截金(きりかね)の技は、金箔・銀箔・プラチナ箔を数枚重ねて、上から熱することで金箔を圧着させて普通の金箔よりも少し厚い金の紙を作ります。そして、それを鹿皮の盤の上で竹刀を使用して切り分けていきます。鹿皮と竹刀をつかうのは、金箔は静電気が発生しやすく、発生するとしわが寄ったりしてしまうためです。

 そして、両手に細い筆を持ち、片方の筆に金の糸を垂らした状態で持ち、もう片方の手に動物のゼラチン質の膠と海藻からとれた布海苔(ふのり)をふくませた細い筆で線を描きながら、その線の上を沿うように金糸を垂らしていきます。

 この時に、下絵を描かれていません。截金の金の糸はとても細いため、図案を鉛筆などで描くと下絵の線が見えてしまうくらいです。

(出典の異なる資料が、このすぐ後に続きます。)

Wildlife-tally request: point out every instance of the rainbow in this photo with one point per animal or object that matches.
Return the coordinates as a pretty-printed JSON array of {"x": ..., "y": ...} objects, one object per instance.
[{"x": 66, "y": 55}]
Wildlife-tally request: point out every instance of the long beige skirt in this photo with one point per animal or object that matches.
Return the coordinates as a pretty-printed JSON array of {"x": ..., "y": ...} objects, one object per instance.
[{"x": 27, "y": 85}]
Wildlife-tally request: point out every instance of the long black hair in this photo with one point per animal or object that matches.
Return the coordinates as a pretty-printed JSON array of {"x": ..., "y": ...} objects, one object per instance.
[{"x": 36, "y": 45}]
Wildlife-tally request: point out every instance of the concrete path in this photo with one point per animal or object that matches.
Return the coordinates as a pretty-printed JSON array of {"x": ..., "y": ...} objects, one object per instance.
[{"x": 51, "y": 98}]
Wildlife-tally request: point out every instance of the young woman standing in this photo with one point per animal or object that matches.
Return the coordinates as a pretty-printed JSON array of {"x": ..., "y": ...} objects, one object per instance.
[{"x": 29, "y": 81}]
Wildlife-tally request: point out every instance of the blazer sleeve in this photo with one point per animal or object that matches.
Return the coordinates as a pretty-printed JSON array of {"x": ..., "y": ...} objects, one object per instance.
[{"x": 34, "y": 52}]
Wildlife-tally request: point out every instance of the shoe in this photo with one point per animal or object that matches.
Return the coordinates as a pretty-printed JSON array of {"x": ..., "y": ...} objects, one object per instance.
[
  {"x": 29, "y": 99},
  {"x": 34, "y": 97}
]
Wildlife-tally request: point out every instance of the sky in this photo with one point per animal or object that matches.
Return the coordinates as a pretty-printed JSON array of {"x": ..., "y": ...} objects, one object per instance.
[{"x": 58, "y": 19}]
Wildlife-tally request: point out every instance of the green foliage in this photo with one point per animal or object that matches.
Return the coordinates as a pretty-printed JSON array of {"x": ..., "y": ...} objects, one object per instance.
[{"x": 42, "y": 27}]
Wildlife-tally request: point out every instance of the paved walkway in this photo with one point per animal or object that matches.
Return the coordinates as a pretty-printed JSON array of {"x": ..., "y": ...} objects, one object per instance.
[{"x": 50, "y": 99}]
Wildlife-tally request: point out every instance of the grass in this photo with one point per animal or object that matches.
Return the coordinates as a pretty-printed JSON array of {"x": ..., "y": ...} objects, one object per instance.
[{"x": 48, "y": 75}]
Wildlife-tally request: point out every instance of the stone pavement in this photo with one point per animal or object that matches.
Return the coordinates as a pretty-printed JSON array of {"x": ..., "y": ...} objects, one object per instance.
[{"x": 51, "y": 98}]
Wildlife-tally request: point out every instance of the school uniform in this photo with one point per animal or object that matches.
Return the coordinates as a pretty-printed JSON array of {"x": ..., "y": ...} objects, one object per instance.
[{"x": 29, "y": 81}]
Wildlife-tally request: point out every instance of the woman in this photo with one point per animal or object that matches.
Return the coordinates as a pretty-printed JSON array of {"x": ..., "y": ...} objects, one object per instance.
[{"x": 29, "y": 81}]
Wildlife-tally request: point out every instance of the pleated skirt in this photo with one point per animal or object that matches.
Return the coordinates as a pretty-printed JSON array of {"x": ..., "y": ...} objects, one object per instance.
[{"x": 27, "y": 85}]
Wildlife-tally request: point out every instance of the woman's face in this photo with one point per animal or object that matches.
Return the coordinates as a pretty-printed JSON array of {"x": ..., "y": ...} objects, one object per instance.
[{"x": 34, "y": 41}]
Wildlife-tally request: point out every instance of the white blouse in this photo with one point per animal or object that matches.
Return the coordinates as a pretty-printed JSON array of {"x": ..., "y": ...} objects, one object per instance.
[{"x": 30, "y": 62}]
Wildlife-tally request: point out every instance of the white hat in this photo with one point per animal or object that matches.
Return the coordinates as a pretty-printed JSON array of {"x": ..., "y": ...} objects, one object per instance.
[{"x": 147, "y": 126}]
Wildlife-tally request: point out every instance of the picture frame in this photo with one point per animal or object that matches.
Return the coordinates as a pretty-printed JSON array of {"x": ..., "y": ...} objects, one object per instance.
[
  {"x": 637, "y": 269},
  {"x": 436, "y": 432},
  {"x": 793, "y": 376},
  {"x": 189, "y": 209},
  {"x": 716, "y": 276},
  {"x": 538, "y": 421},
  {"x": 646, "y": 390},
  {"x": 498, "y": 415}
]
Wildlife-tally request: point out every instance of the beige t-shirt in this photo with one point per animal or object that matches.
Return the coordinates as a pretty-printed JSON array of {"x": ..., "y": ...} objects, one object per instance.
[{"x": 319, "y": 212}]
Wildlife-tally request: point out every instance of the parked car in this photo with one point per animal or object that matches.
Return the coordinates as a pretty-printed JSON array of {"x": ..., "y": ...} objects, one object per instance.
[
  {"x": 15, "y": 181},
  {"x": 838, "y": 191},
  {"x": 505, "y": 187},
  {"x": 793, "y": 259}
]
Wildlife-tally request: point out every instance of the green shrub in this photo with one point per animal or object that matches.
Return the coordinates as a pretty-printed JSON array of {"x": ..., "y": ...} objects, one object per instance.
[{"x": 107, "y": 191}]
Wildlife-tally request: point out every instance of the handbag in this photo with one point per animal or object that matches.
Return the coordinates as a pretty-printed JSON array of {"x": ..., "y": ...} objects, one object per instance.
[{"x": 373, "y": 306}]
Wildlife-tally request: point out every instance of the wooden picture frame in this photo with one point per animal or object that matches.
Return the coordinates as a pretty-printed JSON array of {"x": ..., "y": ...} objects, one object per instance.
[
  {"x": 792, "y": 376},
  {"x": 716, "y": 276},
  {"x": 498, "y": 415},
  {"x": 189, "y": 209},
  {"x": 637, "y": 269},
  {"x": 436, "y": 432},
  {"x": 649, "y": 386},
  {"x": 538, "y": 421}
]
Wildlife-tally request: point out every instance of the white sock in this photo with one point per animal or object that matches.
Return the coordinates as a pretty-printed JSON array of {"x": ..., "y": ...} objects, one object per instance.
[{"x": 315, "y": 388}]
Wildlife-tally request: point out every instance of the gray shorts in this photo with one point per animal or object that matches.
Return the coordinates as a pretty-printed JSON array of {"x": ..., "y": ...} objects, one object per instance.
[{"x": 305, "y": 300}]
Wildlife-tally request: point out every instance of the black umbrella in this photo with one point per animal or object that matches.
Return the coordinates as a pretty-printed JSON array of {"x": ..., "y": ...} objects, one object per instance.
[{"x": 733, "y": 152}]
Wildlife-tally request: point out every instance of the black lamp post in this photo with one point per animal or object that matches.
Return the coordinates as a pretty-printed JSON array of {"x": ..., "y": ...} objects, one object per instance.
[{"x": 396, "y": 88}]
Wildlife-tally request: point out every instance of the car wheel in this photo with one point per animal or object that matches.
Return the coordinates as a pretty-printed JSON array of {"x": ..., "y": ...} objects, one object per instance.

そのため截金師は下絵を描かずに、布海苔をふくませた筆で図柄を描き、金の糸を載せいきます。特に連続した文様を描くときは、ズレやゆがみがあると全体のバランスが崩れるため、職人の技量が求められます。

 金と同じように輝き、美しい文様を描き出す截金の技法は、ご本尊の絵像や木像だけでなく、様々な工芸品に使用され、親しまれています。